Hbase works smoothly in auto pilot mode if one knows how to tune several of the knobs on its dashboard. Not only its important to understand each knob but also what its dependencies are with other knobs. There are several parameters which require tuning based on your use case or work load to make Hbase work in an optimized way. I will try to explain some of the basic parameters in this article. More advanced parameters would be covered in next article.
To many’s surprise , a master in Hbase does not do any heavy lifting and hence never require more than 4 - 8 GB in regular setups. Master is basically responsible for meta operations such as create/ delete of tables , keeping check on region servers’ well being using watchers on zookeeper znodes , re-distribution of regions during startup (balancer) or when a region server shuts down. Please note that master's assignment manager keeps track of region states in this memory only and hence if you have huge number of tables / regions, you ought to have proportional amount of heap for master.
This is a very crucial parameter for region server as most of the data loading / processing would happen in allocated region server heap. This is the heap memory which would accommodate block cache to make your reads faster, and it is this heap that would have region memstores to hold all the writes coming from your users (until they get flushed to the disk). But what is the best value for this heap size? How do we calculate this number?
Well there is no direct formula for this , but if you are using CMS GC algorithm for JVMs, your hard stop for heap is about 36 - 38 GB , otherwise long "stop the world" GC pauses would turn Hbase not only unusable but bring lot of complications w.r.t. the data being stored. Use your best judgement based on number of regions hosted currently, your future projections, any number between 16 GB - 36 GB is a good number, also, you should have a proper plan to tune this parameter incrementally over time based on cluster usage and number of regions added to nodes.

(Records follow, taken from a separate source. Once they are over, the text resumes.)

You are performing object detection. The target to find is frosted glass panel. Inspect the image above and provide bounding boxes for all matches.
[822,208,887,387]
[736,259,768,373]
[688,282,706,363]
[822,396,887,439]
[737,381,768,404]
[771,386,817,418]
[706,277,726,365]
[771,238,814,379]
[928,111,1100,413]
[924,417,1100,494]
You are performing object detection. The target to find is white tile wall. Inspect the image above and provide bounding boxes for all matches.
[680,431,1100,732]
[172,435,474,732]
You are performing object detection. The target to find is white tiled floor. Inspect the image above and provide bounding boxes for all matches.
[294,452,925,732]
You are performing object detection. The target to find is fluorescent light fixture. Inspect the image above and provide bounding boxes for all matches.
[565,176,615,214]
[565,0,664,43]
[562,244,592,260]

With G1GC algorithm there is no restriction on heap size.
One can always check heap usage from Ambari > Hbase> Master UI > Memory tab, if utilization shoots during peak hours to about 60 - 70 % of total heap , its time to increase the heap size further. (unless its a case of memory leak).
This parameter sets upper bound on region server heap’s young generation size. Rule of thumb is to keep 1/8th - 1/10th of total heap and never exceeding 4000 Mb.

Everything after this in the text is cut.